The devil in the details

Wang Yuyan

Pays
Chine
Année
2020
Format de projection
Numérique
Durée
4'15
Diffusé dans Compétition #3.

Synopsis

Organes de préhension, liées intimement à l’action, les mains serrent, tremblent, agrippent ou arrachent dans une ronde infinie d’attitudes expressives extraites de leurs contextes. Ce bréviaire hypnotique rappelle alors en creux que les mains ne sauraient rester inertes et qu’elles peuvent agir sans le contrôle de celui à qui elles appartiennent.

Texte du comité de sélection

Found-footage hypnotique, dans The Devil in The Details des plans serrés de mains s’enchaînent sur une composition de Steve Reich, Clapping music. Par la répétition du modèle, chaque nouveau détail génère une nouvelle manière de percevoir le geste. Minimalisme ici dans la forme, ce ne sont plus des mains que nous observons mais des signes. Le travail de Wang Yuyan va dans ce sens : le geste comme un prétexte, comment à partir de formes pré-existantes aller vers l’abstraction.

– R.G.

FCDEP

Quel est le point de départ de votre film ? Et pouvez-vous revenir sur son nom ? 

Wang Yuyan

Mû par l’envie d’utiliser le temps que j’ai passé à regarder des films d’horreur depuis mon adolescence, ce projet m’a permis de revisiter ces films sous un angle légèrement différent. Comme le suggèrent les récits d’horreur, ce que font les mains renvoient souvent à des éléments mystérieux cachés dans les détails. 
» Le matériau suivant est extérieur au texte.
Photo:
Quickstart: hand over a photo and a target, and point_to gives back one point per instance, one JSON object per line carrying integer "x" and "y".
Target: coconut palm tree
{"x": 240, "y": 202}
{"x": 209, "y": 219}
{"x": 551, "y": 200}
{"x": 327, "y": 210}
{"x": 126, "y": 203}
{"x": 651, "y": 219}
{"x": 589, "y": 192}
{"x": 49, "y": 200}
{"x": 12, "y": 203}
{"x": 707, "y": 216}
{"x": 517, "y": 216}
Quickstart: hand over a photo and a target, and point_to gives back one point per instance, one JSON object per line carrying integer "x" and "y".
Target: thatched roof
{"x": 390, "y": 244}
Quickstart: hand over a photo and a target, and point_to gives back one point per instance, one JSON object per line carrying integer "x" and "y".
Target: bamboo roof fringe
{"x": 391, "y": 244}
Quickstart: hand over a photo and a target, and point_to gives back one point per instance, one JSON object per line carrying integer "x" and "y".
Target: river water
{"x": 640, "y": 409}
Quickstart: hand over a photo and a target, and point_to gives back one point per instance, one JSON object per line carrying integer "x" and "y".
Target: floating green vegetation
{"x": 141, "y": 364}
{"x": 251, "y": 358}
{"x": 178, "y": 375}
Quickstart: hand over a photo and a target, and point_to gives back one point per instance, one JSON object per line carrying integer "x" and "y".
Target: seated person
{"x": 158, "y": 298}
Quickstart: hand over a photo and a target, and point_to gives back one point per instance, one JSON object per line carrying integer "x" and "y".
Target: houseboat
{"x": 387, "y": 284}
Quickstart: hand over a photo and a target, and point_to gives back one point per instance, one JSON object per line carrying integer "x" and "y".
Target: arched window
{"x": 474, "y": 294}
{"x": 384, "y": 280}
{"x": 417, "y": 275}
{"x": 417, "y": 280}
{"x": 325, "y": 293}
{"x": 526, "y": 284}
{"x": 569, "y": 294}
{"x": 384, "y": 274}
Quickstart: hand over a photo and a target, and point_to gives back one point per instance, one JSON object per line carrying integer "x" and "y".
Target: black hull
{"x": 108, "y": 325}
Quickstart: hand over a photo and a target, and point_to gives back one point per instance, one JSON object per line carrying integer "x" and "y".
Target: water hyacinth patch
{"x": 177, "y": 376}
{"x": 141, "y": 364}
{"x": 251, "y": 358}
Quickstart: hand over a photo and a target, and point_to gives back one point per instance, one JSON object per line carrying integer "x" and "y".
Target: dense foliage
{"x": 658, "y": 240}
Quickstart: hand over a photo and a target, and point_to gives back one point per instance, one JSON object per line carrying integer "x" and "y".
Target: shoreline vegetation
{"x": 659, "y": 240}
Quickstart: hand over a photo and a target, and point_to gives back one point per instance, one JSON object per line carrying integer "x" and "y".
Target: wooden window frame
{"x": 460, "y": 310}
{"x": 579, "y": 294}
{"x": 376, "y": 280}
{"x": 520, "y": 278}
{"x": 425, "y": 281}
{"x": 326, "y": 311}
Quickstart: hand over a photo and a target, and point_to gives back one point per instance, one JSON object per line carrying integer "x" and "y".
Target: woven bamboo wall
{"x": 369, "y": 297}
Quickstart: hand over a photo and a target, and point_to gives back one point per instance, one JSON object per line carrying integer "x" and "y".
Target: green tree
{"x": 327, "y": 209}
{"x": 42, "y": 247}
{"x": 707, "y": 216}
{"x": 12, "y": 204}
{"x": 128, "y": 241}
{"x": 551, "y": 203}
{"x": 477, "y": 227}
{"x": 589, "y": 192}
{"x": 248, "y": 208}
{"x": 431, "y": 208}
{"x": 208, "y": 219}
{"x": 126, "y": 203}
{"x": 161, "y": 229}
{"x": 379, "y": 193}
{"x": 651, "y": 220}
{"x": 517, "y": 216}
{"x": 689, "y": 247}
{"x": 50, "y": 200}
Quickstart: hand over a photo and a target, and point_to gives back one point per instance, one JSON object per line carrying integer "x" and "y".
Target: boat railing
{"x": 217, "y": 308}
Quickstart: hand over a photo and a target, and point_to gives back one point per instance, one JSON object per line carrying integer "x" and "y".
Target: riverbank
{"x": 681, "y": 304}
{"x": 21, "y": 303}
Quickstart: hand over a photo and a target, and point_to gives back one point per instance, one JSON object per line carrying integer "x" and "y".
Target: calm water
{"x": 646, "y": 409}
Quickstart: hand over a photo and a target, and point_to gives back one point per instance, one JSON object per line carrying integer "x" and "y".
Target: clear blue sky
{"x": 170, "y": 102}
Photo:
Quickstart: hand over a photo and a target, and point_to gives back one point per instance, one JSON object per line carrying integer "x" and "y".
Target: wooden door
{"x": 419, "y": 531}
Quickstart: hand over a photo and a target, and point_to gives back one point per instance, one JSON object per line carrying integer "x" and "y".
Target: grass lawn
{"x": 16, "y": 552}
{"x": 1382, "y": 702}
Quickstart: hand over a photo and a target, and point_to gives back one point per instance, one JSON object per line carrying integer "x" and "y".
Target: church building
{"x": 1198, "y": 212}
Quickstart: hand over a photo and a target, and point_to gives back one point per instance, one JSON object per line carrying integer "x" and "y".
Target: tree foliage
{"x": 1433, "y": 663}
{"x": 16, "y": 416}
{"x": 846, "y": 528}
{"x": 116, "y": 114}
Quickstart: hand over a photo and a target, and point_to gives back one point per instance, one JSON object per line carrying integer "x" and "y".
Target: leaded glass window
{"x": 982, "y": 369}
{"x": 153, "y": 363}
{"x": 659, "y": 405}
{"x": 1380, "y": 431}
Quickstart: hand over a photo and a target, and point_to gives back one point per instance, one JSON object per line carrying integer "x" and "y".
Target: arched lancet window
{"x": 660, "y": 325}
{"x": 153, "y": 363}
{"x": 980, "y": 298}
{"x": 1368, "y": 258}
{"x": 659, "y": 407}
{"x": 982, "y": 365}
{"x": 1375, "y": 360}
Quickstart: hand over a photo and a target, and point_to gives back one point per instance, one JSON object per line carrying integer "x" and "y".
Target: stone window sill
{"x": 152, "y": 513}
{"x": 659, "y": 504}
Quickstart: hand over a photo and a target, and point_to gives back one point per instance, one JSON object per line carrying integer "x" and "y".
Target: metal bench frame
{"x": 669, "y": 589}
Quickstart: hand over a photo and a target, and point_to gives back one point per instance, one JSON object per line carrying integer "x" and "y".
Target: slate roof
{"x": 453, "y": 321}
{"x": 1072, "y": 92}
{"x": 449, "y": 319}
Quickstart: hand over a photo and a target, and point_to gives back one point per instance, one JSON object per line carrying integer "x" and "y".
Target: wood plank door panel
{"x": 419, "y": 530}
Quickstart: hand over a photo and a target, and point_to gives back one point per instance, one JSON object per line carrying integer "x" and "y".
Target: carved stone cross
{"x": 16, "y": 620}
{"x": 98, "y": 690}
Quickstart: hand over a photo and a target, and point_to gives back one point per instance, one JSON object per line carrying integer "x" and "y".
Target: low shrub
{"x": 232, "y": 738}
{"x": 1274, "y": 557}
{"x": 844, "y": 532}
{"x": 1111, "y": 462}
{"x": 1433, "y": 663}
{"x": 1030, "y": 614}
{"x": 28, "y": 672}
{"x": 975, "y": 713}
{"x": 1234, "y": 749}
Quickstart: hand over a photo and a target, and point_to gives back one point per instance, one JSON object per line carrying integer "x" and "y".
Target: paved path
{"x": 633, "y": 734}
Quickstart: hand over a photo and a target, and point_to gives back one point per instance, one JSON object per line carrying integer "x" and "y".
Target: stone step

Dans les films de zombies, les créatures marchent avec les mains tendues en avant, non pas pour suggérer un problème de vue mais, au contraire, dans un but précis. Nos mains nous servent. Elles sont l’instrument de l’action exécutive qui nous permet de manipuler le monde et de réaliser nos désirs. Pourtant, dans d’autres scénarios, nos mains sont précisément ce qui désobéit, incarne la volonté d’un autre moi-même, peut-être celle d’un esprit ou d’une présence étrangère. Ce récit des mains révèle le diable qui se cache derrière ces images. Il s’agit d’une dépendance à l’autonomie : l’illusion que nous pouvons être pleinement maîtres de nous-mêmes.

FCDEP

Combien de temps vous a-t-il fallu pour réaliser votre film ? Combien de films avez-vous vus pour réaliser ce mélange d’images ?

Wang Yuyan

Il m’a fallu trois mois pour rassembler les images et les classer. Le film compte environ trois cents films d’horreur.

FCDEP

À partir de la main, votre film présente une nouvelle histoire du cinéma. Jean-Luc Godard dit dans son dernier film Le Livre d’Image : “la vraie condition de l’homme est de penser avec ses mains”. Pensez-vous que votre film est une tentative de matérialiser des pensées ?

Wang Yuyan

Si la façon dont nous utilisons nos mains change, il n’est pas nouveau que nous devions les occuper. Nous avons toujours gardé nos mains occupées. Nous pouvons réfléchir aux raisons de cette étrange nécessité. Quels sont les dangers des mains oisives ? Quelle est la fonction réelle d’une activité manuelle incessante ? Quel rôle les mains jouent-elles dans nos pensées ? Quels sont les liens entre nos mains et notre désir ? Et que se passe-t-il lorsque l’on nous empêche d’utiliser nos mains ? Les déclarations anxieuses, irritables et même désespérées que nous pourrions connaître montrent que garder les mains occupées n’est pas une question de fantaisie ou de loisir mais touche à quelque chose au cœur même de notre existence incarnée. Utiliser nos mains pour fabriquer des choses est censé aller à l’encontre de l’univers dématérialisé que nous habitons par ailleurs, un reste ou une nouvelle efflorescence de l’ancrage, des techniques corporelles satisfaisantes du passé. Le langage, comme nous l’avons vu, doit être incarné, et l’omniprésence du monde exige que nos mains restent occupées à transformer ce mot en chair.